# Geographic Data With GeoPandas

We have previously used the Pandas library to load and explore data.  For geographic data there is an extension to Pandas, called **GeoPandas**, which knows about geographic information, and how to draw maps of it.

In this worksheet you will learn to read the most common types of geographic data, and display maps with python

There are several other good libraries in python for handling different aspects of geographic data.

## Using this notebook

- You should already have completed [the numpy notebook](1_Numpy.ipynb), [the matplotlib notebook](2_Matplotlib.ipynb) , and [the pandas notebook](3_Pandas.ipynb) before trying this one.  The layout is the same.


- **This notebook is graded: there are 11 exercises**


- **Make sure to execute every cell or the ones below may not work**


- **Note: This notebook is a fair bit more difficult than previous ones!  It is mainly intended to give you some examples you can use in the intensive hackathon.
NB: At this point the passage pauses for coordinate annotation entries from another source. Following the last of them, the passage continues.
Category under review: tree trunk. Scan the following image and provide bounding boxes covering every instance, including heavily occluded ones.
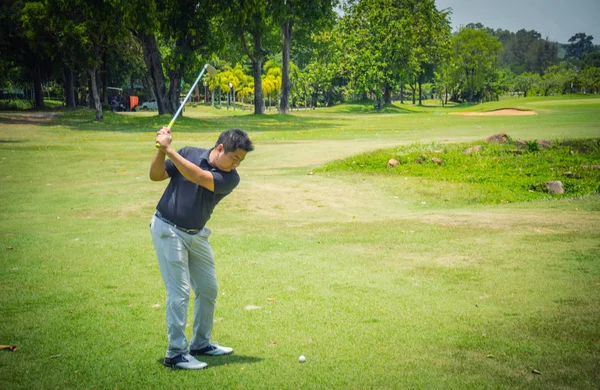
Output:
[383,81,392,104]
[90,68,104,121]
[100,50,108,104]
[252,58,265,114]
[417,72,423,106]
[400,81,404,104]
[279,20,294,114]
[168,64,183,114]
[33,62,44,108]
[133,31,172,114]
[86,73,95,108]
[64,66,76,108]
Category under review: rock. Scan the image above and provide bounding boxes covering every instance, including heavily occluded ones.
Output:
[463,145,481,154]
[546,181,565,194]
[388,158,400,168]
[485,133,508,144]
[538,139,552,149]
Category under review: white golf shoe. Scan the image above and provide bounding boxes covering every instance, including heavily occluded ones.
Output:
[190,343,233,356]
[163,353,208,370]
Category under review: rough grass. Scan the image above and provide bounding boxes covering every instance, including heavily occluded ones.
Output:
[316,139,600,206]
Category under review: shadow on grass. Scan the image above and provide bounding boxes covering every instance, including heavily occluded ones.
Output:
[157,355,264,371]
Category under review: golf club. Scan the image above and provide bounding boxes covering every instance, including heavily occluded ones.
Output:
[156,64,217,149]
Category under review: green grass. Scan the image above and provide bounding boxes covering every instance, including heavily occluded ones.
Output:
[0,99,600,389]
[317,139,600,207]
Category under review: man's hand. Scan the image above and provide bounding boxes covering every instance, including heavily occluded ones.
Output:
[156,127,173,153]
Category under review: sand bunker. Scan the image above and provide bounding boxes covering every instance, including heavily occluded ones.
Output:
[451,108,537,116]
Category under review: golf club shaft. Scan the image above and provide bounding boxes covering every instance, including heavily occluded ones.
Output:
[156,64,209,149]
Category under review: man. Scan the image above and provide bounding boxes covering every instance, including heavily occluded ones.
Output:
[150,127,254,370]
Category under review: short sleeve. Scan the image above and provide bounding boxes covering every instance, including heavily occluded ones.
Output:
[165,146,188,177]
[211,171,240,195]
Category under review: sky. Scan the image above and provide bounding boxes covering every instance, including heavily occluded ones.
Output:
[435,0,600,45]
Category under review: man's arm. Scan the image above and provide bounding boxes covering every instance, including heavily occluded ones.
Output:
[150,149,169,181]
[155,127,215,192]
[161,145,215,192]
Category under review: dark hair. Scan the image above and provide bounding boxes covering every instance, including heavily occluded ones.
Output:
[215,129,254,153]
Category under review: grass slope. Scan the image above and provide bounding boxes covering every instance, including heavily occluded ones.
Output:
[316,139,600,207]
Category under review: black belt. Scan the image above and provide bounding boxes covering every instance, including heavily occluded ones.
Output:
[154,210,202,234]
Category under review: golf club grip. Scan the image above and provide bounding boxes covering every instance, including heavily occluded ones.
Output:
[154,119,175,149]
[154,64,209,149]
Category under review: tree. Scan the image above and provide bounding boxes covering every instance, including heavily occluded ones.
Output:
[227,0,281,114]
[332,0,420,105]
[514,72,542,97]
[500,29,542,74]
[410,0,450,105]
[453,28,502,102]
[525,39,559,75]
[565,33,594,59]
[276,0,337,114]
[541,62,577,96]
[578,67,600,93]
[0,0,51,108]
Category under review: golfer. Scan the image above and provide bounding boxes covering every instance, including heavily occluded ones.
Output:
[150,127,254,370]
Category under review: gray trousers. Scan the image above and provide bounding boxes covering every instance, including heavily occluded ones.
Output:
[150,216,218,358]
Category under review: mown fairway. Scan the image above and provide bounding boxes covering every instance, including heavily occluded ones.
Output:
[0,97,600,389]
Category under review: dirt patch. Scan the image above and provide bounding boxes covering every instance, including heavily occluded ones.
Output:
[0,112,58,123]
[451,108,537,116]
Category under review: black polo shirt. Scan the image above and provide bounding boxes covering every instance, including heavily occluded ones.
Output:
[156,146,240,229]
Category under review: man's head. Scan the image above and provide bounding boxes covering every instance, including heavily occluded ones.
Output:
[211,129,254,172]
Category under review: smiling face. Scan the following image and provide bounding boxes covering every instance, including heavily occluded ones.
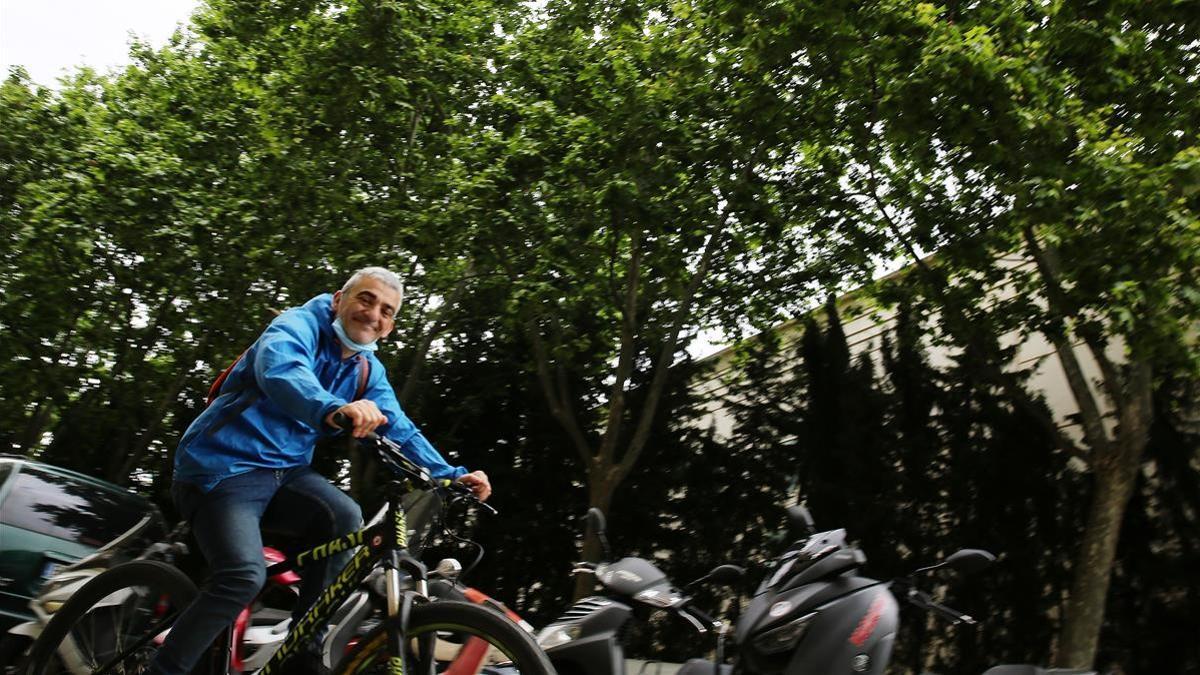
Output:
[334,276,400,345]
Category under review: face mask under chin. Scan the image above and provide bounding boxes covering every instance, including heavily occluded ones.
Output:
[334,317,379,352]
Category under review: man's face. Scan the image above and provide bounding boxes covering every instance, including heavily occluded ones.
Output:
[334,276,400,345]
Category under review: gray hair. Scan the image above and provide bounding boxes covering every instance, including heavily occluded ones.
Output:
[342,267,404,300]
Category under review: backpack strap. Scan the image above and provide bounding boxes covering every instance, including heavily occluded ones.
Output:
[204,348,371,406]
[204,348,250,406]
[354,354,371,401]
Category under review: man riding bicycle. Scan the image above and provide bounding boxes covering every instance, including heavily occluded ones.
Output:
[149,267,492,675]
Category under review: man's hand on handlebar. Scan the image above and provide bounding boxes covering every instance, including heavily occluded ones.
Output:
[456,471,492,502]
[325,399,388,438]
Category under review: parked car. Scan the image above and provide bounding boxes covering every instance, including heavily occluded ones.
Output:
[0,455,166,632]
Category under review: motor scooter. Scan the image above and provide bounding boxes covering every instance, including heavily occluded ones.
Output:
[536,508,744,675]
[678,507,1096,675]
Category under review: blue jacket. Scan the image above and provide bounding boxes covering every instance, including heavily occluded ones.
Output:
[175,293,467,491]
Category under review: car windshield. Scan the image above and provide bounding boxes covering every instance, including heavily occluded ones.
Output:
[0,467,146,546]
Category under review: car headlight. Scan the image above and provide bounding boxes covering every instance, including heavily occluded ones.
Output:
[538,623,580,650]
[754,613,816,653]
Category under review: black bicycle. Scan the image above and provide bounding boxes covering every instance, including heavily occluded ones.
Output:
[19,420,553,675]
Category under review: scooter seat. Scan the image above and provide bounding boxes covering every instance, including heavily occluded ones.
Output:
[983,665,1096,675]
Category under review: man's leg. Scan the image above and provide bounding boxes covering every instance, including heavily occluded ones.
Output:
[263,466,362,620]
[150,470,278,675]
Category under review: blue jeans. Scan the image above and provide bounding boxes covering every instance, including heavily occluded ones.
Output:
[150,466,362,675]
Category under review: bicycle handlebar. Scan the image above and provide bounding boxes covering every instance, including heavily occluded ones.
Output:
[332,412,497,513]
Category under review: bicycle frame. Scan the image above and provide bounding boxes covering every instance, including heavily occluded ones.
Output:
[87,482,428,675]
[258,482,428,675]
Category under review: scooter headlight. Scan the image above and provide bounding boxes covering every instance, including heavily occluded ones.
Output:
[634,589,684,608]
[538,623,580,650]
[754,613,816,653]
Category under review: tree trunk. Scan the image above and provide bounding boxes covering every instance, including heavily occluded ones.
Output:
[1055,434,1146,669]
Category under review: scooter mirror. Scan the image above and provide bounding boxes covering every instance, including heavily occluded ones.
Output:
[940,549,996,574]
[787,504,817,537]
[588,507,606,536]
[708,565,746,586]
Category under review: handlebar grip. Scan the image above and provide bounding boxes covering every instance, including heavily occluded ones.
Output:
[334,412,379,441]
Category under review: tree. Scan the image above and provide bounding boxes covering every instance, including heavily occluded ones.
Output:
[709,2,1200,667]
[456,0,787,592]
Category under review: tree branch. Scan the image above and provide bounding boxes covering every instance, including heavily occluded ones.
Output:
[524,319,593,467]
[1024,226,1123,450]
[617,220,724,478]
[599,229,642,462]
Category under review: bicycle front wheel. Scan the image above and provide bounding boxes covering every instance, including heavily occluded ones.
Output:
[336,601,554,675]
[18,560,196,675]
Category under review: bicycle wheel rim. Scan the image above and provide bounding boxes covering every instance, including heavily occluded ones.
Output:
[23,561,196,675]
[337,602,553,675]
[61,585,182,675]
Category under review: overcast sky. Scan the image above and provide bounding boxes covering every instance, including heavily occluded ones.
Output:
[0,0,200,85]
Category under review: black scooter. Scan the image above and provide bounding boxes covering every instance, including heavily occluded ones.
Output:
[678,507,1096,675]
[538,508,743,675]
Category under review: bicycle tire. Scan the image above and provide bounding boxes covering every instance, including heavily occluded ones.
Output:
[334,601,554,675]
[19,560,197,675]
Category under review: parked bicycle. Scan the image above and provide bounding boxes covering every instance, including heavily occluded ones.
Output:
[20,417,553,675]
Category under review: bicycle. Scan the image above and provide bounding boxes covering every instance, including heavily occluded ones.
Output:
[19,420,554,675]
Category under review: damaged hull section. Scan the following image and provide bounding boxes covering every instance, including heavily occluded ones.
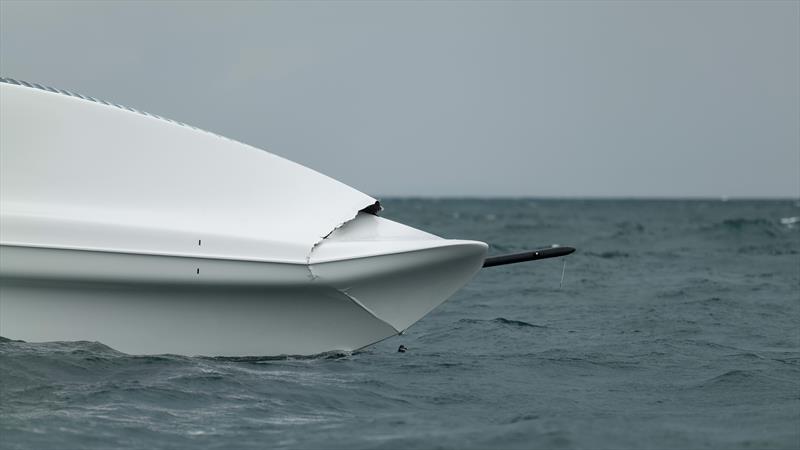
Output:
[0,79,487,356]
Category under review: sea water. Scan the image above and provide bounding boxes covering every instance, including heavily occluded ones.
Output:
[0,199,800,449]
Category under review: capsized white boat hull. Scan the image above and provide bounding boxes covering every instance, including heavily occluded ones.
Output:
[0,237,485,356]
[0,78,487,356]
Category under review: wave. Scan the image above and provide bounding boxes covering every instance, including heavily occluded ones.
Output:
[458,317,547,328]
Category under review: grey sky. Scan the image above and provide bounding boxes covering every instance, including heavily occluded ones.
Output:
[0,0,800,197]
Don't worry if you find it harder or don't get through it all** 


Before you start, we need to run this cell to install the latest version of geopandas:

In [None]:
!conda install -y "geopandas>=0.9.0"

In [None]:
%matplotlib inline
import geopandas as gpd
import pandas as pd
import matplotlib.pyplot as plt
import numpy as np

---

# 1. Shape Files for Geographic Data

Various quantities can be related to a map - individual points, lines, such as borders, or entire regions, such as political or social divisions.  These can be stored in a *shape file* - a file format that encodes points, lines and polygons on the Earth's surface.  

In Pandas we used the `DataFrame` object to store tables of data. In GeoPandas, the equivalent is called a `GeoDataFrame`.  It is a DataFrame with special extra columns and attributes to store geographic information.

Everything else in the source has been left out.